Cirque et Fanfares en trop grande(s) forme(s)

L’édition 2018 s’est déroulée sous un soleil éclatant: le Kikiristan a le cul bordé de nouilles et on ne va pas s’en plaindre. Comme d’habitude, on n’a pas pu tout voir (même si on a vu « Vu » et qu’on a personnellement remercié Étienne Manceau pour son spectacle de jonglerie minimaliste comme on les aime) mais on a pu se faire une bonne idée de l’ensemble.

L’ouverture était un joyeux moment populaire. Tout le monde a pu suivre les fanfares sur l’eau surtout les notables à qui on avait réservé la passerelle pour pérorer bien en vue. Dommage aussi pour la montgolfière qui devait emmener les joyeux drilles du Kikiristan vers d’autres cieux, mais pas par vents contraires.

On ne se prononcera pas sur le panel de fanfares vu que le Miradole n’est pas amateur de tintamarre. On se félicite toutefois de la victoire du rasta sympa: on avait annoncé dans le journal local qu’il y aurait comme un avant-goût de No Logo et on ne s’est pas trompé! Faudra quand même dire au chanteur de l’Ensemble national de Reggae que les choses ne vont pas aller mieux parce qu’on aura souri alors qu’on nous enc…

Sinon… la rançon de la gloire a encore frappé car il faut bien payer pour le revers de la médaille. Tant mieux pour la fréquentation, les ventes de saucisses grillées et de bière et tout ce petit commerce pas très diététique qui alimentera les caisses de nos impôts locaux (et si, amis commerçants, il faudra bien faire circuler les bénéfices!). Tant pis pour la visibilité de certains spectacles. Samedi soir alors que Grav’Kassur et Sergent Garcia faisaient le plein de la place nationale, nous chôpâmes in extremis une mauvaise place au musée pour Sivouplait, le duo nippon ni parlant qui mérite amplement ses six mètres de Morteau même si… ça tombe trop bien à quelques mois du Week-end nippon du Chat gourmand. On a bien essayé de les revoir place Pointelin le lendemain mais c’était blindé devant la Caisse d’Épargne. Quatre prestations de 35 minutes: c’était pourtant parfait.

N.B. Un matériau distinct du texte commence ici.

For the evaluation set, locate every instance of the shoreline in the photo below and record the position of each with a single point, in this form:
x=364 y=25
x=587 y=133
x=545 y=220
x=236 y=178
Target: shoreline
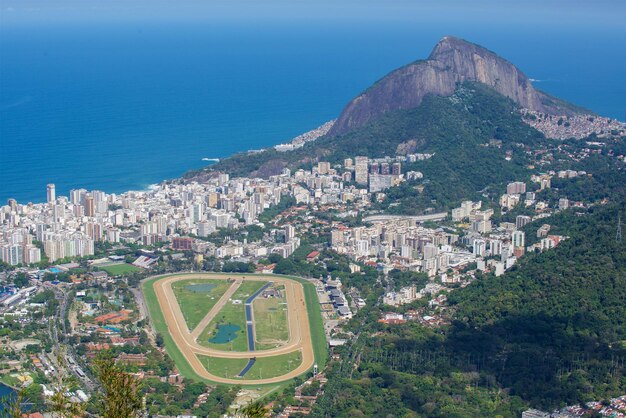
x=155 y=186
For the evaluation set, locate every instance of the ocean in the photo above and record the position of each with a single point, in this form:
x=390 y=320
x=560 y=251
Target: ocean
x=120 y=107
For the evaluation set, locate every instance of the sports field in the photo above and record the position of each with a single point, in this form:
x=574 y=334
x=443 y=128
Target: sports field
x=233 y=315
x=270 y=316
x=197 y=297
x=119 y=268
x=264 y=367
x=269 y=319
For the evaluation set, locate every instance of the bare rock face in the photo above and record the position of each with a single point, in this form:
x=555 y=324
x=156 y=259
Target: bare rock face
x=452 y=61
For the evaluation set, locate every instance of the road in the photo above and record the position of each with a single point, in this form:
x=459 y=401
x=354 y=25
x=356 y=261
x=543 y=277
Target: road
x=421 y=218
x=215 y=309
x=299 y=331
x=68 y=360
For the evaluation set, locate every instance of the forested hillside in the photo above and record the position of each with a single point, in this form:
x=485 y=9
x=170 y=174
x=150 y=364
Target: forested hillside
x=550 y=332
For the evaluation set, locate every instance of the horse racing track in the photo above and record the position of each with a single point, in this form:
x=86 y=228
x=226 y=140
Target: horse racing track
x=237 y=328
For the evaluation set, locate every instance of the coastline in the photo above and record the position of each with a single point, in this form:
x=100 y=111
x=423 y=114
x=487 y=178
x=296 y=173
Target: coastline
x=307 y=136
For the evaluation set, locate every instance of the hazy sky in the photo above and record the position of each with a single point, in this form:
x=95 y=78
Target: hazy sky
x=605 y=13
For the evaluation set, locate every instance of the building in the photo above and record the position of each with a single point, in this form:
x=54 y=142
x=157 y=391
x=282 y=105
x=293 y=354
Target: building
x=517 y=187
x=182 y=243
x=360 y=170
x=518 y=238
x=323 y=167
x=90 y=206
x=51 y=193
x=522 y=220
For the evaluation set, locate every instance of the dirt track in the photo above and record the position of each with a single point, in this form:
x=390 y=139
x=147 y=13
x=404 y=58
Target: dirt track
x=299 y=332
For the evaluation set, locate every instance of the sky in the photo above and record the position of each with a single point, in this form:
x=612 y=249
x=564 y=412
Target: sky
x=608 y=13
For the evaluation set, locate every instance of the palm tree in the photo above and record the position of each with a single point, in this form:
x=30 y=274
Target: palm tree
x=254 y=410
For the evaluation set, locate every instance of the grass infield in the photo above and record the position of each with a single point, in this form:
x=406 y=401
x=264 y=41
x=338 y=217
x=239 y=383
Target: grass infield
x=318 y=336
x=194 y=304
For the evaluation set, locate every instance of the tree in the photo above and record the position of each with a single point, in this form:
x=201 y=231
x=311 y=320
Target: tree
x=11 y=406
x=121 y=396
x=254 y=410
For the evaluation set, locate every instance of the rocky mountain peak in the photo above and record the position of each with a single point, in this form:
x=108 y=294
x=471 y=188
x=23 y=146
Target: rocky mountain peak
x=452 y=61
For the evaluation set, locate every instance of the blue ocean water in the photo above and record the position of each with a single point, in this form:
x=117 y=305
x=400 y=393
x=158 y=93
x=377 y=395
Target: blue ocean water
x=120 y=107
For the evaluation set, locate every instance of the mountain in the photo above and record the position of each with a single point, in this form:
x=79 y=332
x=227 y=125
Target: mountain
x=452 y=61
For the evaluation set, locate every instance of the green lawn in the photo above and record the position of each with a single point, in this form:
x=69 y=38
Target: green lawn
x=232 y=314
x=315 y=319
x=316 y=323
x=270 y=321
x=119 y=269
x=264 y=367
x=194 y=302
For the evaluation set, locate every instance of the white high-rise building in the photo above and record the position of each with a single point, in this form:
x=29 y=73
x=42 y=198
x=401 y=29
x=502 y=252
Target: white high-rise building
x=51 y=193
x=518 y=238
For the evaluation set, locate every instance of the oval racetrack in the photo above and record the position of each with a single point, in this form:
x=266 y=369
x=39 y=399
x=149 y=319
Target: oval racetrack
x=186 y=341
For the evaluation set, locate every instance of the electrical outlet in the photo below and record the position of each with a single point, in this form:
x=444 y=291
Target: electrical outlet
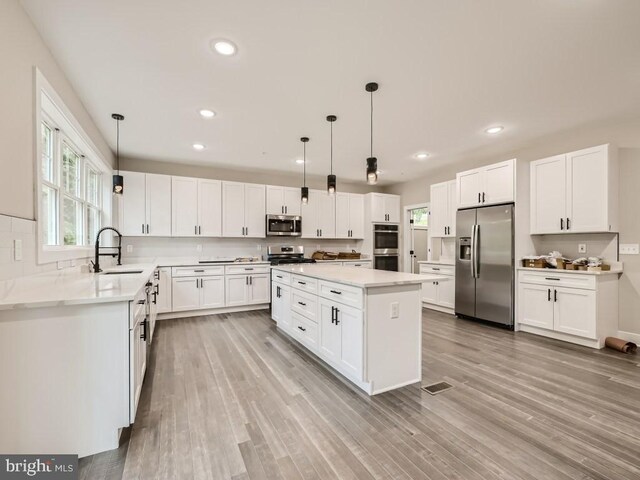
x=629 y=249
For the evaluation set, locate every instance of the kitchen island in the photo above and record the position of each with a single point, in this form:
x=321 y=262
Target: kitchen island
x=366 y=324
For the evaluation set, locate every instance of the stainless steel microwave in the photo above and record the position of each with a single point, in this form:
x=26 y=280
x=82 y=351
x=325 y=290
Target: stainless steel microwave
x=284 y=226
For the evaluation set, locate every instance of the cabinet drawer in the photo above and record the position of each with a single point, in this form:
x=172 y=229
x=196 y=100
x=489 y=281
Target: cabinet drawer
x=304 y=303
x=341 y=293
x=304 y=283
x=196 y=271
x=438 y=269
x=281 y=277
x=246 y=269
x=305 y=330
x=554 y=279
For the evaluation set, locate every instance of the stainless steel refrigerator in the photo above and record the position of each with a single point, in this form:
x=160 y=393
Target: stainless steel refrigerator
x=485 y=264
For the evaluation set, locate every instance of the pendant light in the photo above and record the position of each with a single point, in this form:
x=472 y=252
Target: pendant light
x=331 y=178
x=372 y=162
x=118 y=180
x=304 y=191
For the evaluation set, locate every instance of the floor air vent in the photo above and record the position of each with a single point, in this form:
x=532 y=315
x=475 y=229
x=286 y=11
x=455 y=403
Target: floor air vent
x=436 y=388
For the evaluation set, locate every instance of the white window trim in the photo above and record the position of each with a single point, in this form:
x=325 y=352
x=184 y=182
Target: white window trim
x=46 y=98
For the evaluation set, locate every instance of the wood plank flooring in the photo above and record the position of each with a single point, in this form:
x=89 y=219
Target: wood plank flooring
x=229 y=397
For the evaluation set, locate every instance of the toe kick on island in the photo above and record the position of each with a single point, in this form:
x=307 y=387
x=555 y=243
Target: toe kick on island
x=366 y=325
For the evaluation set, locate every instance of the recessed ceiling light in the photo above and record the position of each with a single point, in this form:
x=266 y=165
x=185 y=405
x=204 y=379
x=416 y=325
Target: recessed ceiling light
x=224 y=47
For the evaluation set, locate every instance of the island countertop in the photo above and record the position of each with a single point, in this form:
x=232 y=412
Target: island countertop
x=357 y=277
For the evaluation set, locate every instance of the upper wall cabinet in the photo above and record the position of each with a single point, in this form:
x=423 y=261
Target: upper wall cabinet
x=488 y=185
x=384 y=207
x=283 y=200
x=145 y=209
x=442 y=220
x=349 y=215
x=196 y=207
x=243 y=210
x=575 y=192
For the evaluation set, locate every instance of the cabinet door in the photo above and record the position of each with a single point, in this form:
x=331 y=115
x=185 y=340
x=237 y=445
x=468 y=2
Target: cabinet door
x=535 y=308
x=310 y=216
x=158 y=205
x=209 y=208
x=392 y=208
x=291 y=201
x=446 y=292
x=575 y=312
x=330 y=335
x=232 y=209
x=351 y=329
x=185 y=294
x=133 y=213
x=378 y=212
x=184 y=206
x=259 y=288
x=469 y=188
x=356 y=215
x=430 y=292
x=275 y=200
x=212 y=292
x=164 y=290
x=236 y=290
x=438 y=221
x=587 y=190
x=254 y=211
x=280 y=305
x=326 y=215
x=343 y=217
x=499 y=183
x=548 y=195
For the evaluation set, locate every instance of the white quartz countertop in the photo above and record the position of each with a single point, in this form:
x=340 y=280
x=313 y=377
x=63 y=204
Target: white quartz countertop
x=73 y=287
x=358 y=277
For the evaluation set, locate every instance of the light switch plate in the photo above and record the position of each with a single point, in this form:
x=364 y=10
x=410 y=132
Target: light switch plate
x=629 y=249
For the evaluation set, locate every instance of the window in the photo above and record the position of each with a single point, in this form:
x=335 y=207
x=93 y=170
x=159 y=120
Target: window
x=70 y=191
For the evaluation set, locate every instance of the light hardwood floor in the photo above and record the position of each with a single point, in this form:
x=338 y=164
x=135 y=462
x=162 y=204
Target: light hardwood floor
x=228 y=396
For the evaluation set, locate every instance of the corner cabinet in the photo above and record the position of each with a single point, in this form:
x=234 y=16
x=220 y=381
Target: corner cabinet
x=243 y=210
x=489 y=185
x=145 y=207
x=442 y=215
x=575 y=192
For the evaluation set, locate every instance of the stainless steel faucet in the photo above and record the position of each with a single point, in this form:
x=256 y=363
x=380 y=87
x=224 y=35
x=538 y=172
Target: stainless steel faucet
x=96 y=262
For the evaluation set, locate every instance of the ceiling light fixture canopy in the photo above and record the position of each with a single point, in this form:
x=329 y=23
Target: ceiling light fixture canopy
x=372 y=162
x=118 y=180
x=304 y=191
x=331 y=178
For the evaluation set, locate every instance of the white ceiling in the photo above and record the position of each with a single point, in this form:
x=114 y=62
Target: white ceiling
x=447 y=70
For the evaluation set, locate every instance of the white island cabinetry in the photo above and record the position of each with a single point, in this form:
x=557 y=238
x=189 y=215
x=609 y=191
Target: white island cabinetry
x=364 y=323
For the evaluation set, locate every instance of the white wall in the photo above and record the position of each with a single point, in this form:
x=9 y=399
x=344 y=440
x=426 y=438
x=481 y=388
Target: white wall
x=22 y=49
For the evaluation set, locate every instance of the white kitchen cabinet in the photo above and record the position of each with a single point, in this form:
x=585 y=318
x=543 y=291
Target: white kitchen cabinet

On a adoré faire un bras d’honneur à la vidéosurveillance avec le Ministère des Rapports Humains, les guides franchement conteurs. Il fallait tout de même les suivre pendant 90 minutes: l’avantage, c’est qu’on pouvait quitter l’équipage discrètement à tout instant et qu’il y a avait des pauses-balades entre deux interventions. Et Messieurs Pichon et Perriep ont parfaitement géré la foule.

Ça a été un peu plus compliqué pour Annibal et ses éléphants. Dimanche on s’est pointé 45 minutes avant le spectacle et il y avait déjà des gens en place. Bien sonorisé, Misérables nous a carrément plu. Pas sûr toutefois que cela a été le cas des nombreux enfants: mais bon! on pouvait saisir à différents niveaux… et ne pas rester jusqu’au bout. Mais sortir discrètement d’une boite de sardines n’est pas chose aisée.

Les échassiers togolos d’Afuma étaient parfaits pour être vus de tout le monde surtout devant la Collégiale, un jour de Pentecôte.

La déception est plutôt venue de Five Foot Fingers qu’on avait vraiment apprécié il y a deux ans. Tout ce qui reste chorégraphie funky est cependant toujours aussi ouf! L’idée du message écolo demande sans doute un peu plus de dérision encore. La « MAGIE » n’a pas fonctionné comme la dernière fois même si certains numéros restent top comme celui de Barbara et l’Aigle Noir par exemple mais Jungle Five n’était, à notre avis dont l’humilité n’a d’égale que l’insignifiance, pas suffisamment abouti au niveau de l’écriture… et surtout trop long.

C’est peut-être d’ailleurs ce qui a cloché le plus dans cette édition de Cirque et Fanfares: la nécessité de se pointer en avance pour être bien placé (ou pas d’ailleurs) et la durée de certaines prestations scéniques qui pourraient peut-être adopter des petites formes.

Sinon, on a passé de bons moments de spectacle vivant parfois carrément séditieux et c’est… tant mieux!

Pour ce qui est du feu d'artifice, les gens ont pu se rendre compte à quoi ça ressemble un bombardement en Syrie.